Источник звался «Пречистый» и находился довольно далеко от села в горах Влэдень. Небо было ясное, луга пестрели цветами, птицы пели без устали, и процессия, в которой участвовало почти все село, незаметно преодолевала долгий путь.
Управляющий акционерного общества «Архангелы» был куда веселее, чем накануне. Он уже свыкся с адвокатом, к тому же и Эленуца смеялась и веселилась вовсю. Они шли втроем – Эленуца, Мария и Крэчун. Мария обещала Эленуце быть помощницей в беседах с адвокатом, но теперь с удивлением замечала, что младшая сестра ни в какой помощи не нуждается, и про себя подумала: «Не иначе, девчонка надо мной подшутила, наш протеже ей более чем симпатичен!» Но не успели они войти в старый еловый бор, как Мария поняла, что ошиблась и что до самого Пречистого источника ей одной придется поддерживать любезный разговор с адвокатом. Эленуца замолчала.
Дело в том, что едва они вошли в лес, как адвокат, ободренный веселым настроением Эленуцы, наклонился к ней и шепнул:
– Не вы ли лесная фея?
Веселье Эленуцы как рукой сняло. Она отвернулась и, упорно глядя в сторону, односложно отвечала «да» и «нет».
Отправляясь к источнику, жители Вэлень непременно прихватывали с собой провизию и выпивку. После водосвятия все разбредались по просторной луговине и начинался праздник: пили, пели, закусывали, но не танцевали.
Трактирщик Спиридон разбил неподалеку от источника палатку, чего раньше не бывало, и сразу же после водосвятия принялся торговать напитками. Он словно чувствовал, что в этом году вина, принесенного из дома, не хватит.
Люди рассаживались группками по всей обширной луговине. Началось веселье, послышался смех. Окружавший разлужье лес жадно вбирал многоголосый шум, отсылая вдаль раскатистые крики парней. Когда Родян с родней и гостями уселись на траве, Эленуца, молчавшая до сих пор, робко предложила:
– А нельзя ли пригласить к нам и батюшку? Он здесь один, с дьячком Гавриилом.
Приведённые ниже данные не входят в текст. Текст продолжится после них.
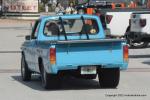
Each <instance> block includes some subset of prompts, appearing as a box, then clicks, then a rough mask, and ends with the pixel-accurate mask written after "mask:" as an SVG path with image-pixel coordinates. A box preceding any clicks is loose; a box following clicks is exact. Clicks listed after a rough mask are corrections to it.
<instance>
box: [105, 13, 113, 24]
mask: <svg viewBox="0 0 150 100" xmlns="http://www.w3.org/2000/svg"><path fill="white" fill-rule="evenodd" d="M112 18H113V16H112V15H106V23H107V24H109V23H110V22H111V20H112Z"/></svg>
Родян и его жена подозрительно взглянули на дочь, но тут же убедились, что так оно и есть и что дьячок и священник оба выглядят усталыми.
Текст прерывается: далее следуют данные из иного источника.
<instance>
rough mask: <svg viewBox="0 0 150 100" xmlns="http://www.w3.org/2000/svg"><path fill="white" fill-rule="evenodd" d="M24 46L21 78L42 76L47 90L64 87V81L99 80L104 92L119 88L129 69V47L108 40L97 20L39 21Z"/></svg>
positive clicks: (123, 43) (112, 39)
– Можно, – отозвалась Марина.
– Если хотите, я не против, хотя меня он не крестил, – насмешливо процедил Иосиф Родян. Он и в самом деле не подходил к священнику и тот не кропил его святой водой.
– Так пригласить? – добивалась Эленуца.
– Чего спрашиваешь?! – пробурчала мать. – Вечно ты суетишься.
Легкая Эленуца быстро вскочила и подбежала к священнику.